CPU Structure and Function
1. Task of CPU
- Fetch instruction: The processor reads an instruction from memory (register, cache, main memory)(获取指令:处理器从内存(寄存器、缓存、主存)读取指令)
- Interpret instruction: The instruction is decoded to determine what action is required(解释指令:对指令进行解码以确定所需的操作)
- Fetch data: The execution of an instruction may require reading data from memory or an I/O module(获取数据:指令的执行可能需要从内存或I/O模块读取数据)
- Process data: The execution of an instruction may require performing some arithmetic or logical operation on data(处理数据:指令的执行可能需要对数据执行一些算术或逻辑运算)
- Write data: The results of an execution may require writing data to memory or an I/O module(写入数据:执行的结果可能需要将数据写入内存或I/O模块)
2. CPU Requirement(CPU的需要)
- The processor needs to store some data temporarily(处理器需要临时存储一些数据)
- It must remember the location of the last instruction so that it can know where to get the next instruction(它必须记住最后一条指令的位置,以便知道下一条指令的位置)
- It needs to store instructions and data temporarily while an instruction is being executed(It needs to store instructions and data temporarily while an instruction is being executed)(指令执行时需要临时存储指令和数据(指令执行时需要临时存储指令和数据))

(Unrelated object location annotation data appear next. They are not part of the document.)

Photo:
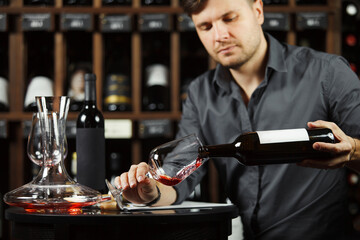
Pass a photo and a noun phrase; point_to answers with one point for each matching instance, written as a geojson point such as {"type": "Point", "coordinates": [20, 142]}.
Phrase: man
{"type": "Point", "coordinates": [261, 84]}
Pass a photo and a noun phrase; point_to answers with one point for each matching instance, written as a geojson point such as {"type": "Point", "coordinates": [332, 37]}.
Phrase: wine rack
{"type": "Point", "coordinates": [93, 32]}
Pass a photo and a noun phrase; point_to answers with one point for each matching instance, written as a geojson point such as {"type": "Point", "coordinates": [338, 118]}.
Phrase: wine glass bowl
{"type": "Point", "coordinates": [34, 144]}
{"type": "Point", "coordinates": [169, 164]}
{"type": "Point", "coordinates": [172, 162]}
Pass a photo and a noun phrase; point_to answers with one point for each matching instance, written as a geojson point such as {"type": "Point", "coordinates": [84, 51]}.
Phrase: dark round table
{"type": "Point", "coordinates": [171, 224]}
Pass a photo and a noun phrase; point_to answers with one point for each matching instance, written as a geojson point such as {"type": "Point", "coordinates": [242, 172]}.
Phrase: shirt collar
{"type": "Point", "coordinates": [276, 61]}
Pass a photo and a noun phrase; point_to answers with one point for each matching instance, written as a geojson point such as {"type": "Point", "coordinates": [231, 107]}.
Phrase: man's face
{"type": "Point", "coordinates": [230, 30]}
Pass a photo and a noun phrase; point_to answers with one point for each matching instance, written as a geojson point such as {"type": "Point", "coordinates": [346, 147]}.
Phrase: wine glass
{"type": "Point", "coordinates": [169, 163]}
{"type": "Point", "coordinates": [34, 144]}
{"type": "Point", "coordinates": [172, 162]}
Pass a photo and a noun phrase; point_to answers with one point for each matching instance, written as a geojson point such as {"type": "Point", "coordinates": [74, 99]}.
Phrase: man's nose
{"type": "Point", "coordinates": [221, 32]}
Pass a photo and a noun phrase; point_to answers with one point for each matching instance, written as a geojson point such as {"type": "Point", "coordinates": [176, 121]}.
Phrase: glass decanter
{"type": "Point", "coordinates": [53, 190]}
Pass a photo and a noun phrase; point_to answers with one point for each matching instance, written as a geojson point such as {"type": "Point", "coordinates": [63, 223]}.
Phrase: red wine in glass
{"type": "Point", "coordinates": [181, 175]}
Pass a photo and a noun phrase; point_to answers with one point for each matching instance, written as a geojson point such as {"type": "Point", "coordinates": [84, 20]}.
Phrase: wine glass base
{"type": "Point", "coordinates": [68, 199]}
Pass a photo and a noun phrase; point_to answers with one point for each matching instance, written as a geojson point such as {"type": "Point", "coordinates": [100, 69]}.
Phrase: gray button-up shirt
{"type": "Point", "coordinates": [283, 201]}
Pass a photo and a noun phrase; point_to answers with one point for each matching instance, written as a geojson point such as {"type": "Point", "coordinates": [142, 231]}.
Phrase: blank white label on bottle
{"type": "Point", "coordinates": [279, 136]}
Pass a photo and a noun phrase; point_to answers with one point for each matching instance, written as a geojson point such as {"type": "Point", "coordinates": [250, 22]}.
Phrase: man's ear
{"type": "Point", "coordinates": [258, 8]}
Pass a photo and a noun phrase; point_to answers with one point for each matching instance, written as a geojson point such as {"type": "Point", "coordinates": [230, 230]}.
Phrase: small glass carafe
{"type": "Point", "coordinates": [53, 190]}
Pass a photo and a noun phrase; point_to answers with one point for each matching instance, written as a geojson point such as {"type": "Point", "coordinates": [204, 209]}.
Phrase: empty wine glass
{"type": "Point", "coordinates": [34, 149]}
{"type": "Point", "coordinates": [169, 163]}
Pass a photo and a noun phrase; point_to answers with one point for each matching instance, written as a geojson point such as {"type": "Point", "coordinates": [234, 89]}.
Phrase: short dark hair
{"type": "Point", "coordinates": [195, 6]}
{"type": "Point", "coordinates": [192, 6]}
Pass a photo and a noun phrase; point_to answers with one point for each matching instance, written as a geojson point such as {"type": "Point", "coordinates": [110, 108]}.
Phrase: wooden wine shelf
{"type": "Point", "coordinates": [18, 75]}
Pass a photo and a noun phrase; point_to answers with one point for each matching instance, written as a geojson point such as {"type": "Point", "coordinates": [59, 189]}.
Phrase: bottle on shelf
{"type": "Point", "coordinates": [38, 86]}
{"type": "Point", "coordinates": [117, 96]}
{"type": "Point", "coordinates": [116, 2]}
{"type": "Point", "coordinates": [77, 2]}
{"type": "Point", "coordinates": [156, 94]}
{"type": "Point", "coordinates": [77, 86]}
{"type": "Point", "coordinates": [39, 2]}
{"type": "Point", "coordinates": [275, 2]}
{"type": "Point", "coordinates": [272, 147]}
{"type": "Point", "coordinates": [4, 3]}
{"type": "Point", "coordinates": [73, 165]}
{"type": "Point", "coordinates": [311, 2]}
{"type": "Point", "coordinates": [155, 2]}
{"type": "Point", "coordinates": [90, 140]}
{"type": "Point", "coordinates": [117, 87]}
{"type": "Point", "coordinates": [40, 67]}
{"type": "Point", "coordinates": [114, 165]}
{"type": "Point", "coordinates": [4, 101]}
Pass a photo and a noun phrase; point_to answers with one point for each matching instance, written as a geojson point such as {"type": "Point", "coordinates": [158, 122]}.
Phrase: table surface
{"type": "Point", "coordinates": [185, 222]}
{"type": "Point", "coordinates": [190, 210]}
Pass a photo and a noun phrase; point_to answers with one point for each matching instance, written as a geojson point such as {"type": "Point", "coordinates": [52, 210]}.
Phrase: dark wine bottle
{"type": "Point", "coordinates": [77, 2]}
{"type": "Point", "coordinates": [4, 101]}
{"type": "Point", "coordinates": [90, 140]}
{"type": "Point", "coordinates": [117, 93]}
{"type": "Point", "coordinates": [76, 90]}
{"type": "Point", "coordinates": [4, 3]}
{"type": "Point", "coordinates": [39, 2]}
{"type": "Point", "coordinates": [272, 147]}
{"type": "Point", "coordinates": [275, 2]}
{"type": "Point", "coordinates": [155, 2]}
{"type": "Point", "coordinates": [311, 2]}
{"type": "Point", "coordinates": [38, 86]}
{"type": "Point", "coordinates": [156, 97]}
{"type": "Point", "coordinates": [115, 165]}
{"type": "Point", "coordinates": [116, 2]}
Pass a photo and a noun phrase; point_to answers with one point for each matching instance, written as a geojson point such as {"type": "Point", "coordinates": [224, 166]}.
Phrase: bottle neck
{"type": "Point", "coordinates": [221, 150]}
{"type": "Point", "coordinates": [90, 93]}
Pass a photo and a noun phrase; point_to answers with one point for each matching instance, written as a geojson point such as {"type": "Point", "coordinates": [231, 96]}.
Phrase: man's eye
{"type": "Point", "coordinates": [205, 27]}
{"type": "Point", "coordinates": [230, 19]}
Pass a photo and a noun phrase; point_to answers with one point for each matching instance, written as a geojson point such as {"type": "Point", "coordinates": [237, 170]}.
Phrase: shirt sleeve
{"type": "Point", "coordinates": [189, 124]}
{"type": "Point", "coordinates": [342, 89]}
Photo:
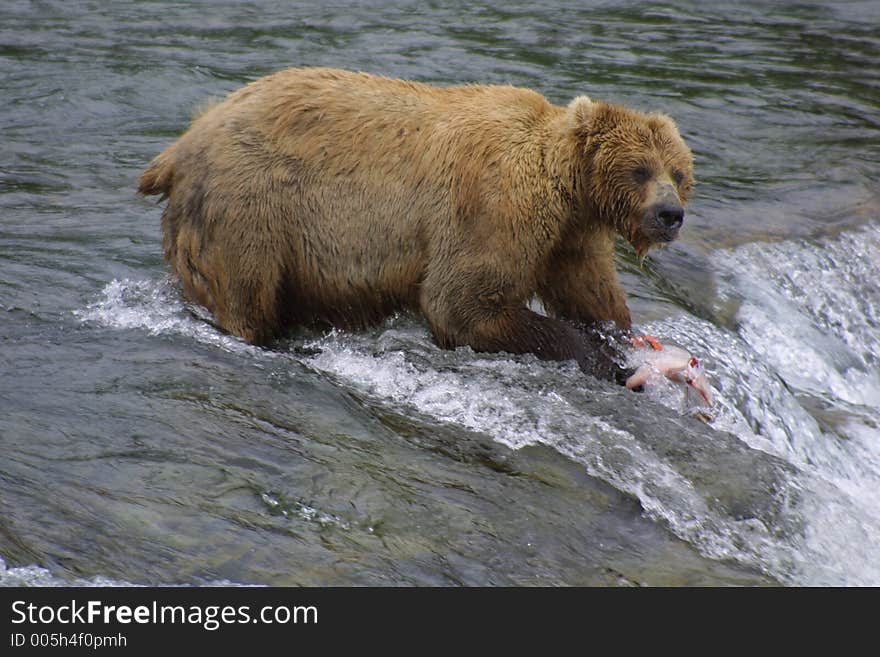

- The processor needs a small internal memory(处理器需要一个小的内存)
3. Register Organization
- The registers in the processor perform two roles:(处理器中的寄存器执行两个角色:)
- User-visible registers(用户可见寄存器): Enable the machine- or assembly language programmer to minimize main memory references by optimizing use of registers(用户可见寄存器:通过优化寄存器的使用,使机器或汇编语言程序员能够最小化主内存引用)
- Control and status registers(控制和状态寄存器): Used by the control unit to control the operation of the processor and by privileged, operating system programs to control the execution of programs(控制和状态寄存器:由控制单元用来控制处理器的操作,由特权操作系统程序用来控制程序的执行,控制和状态寄存器对于用户是不开放的)
3.1. User-visible Register(用户可见寄存器)
3.1.1. General purpose register(通用寄存器)
- Assigned to a variety of functions by programmer(由程序员分配给各种功能)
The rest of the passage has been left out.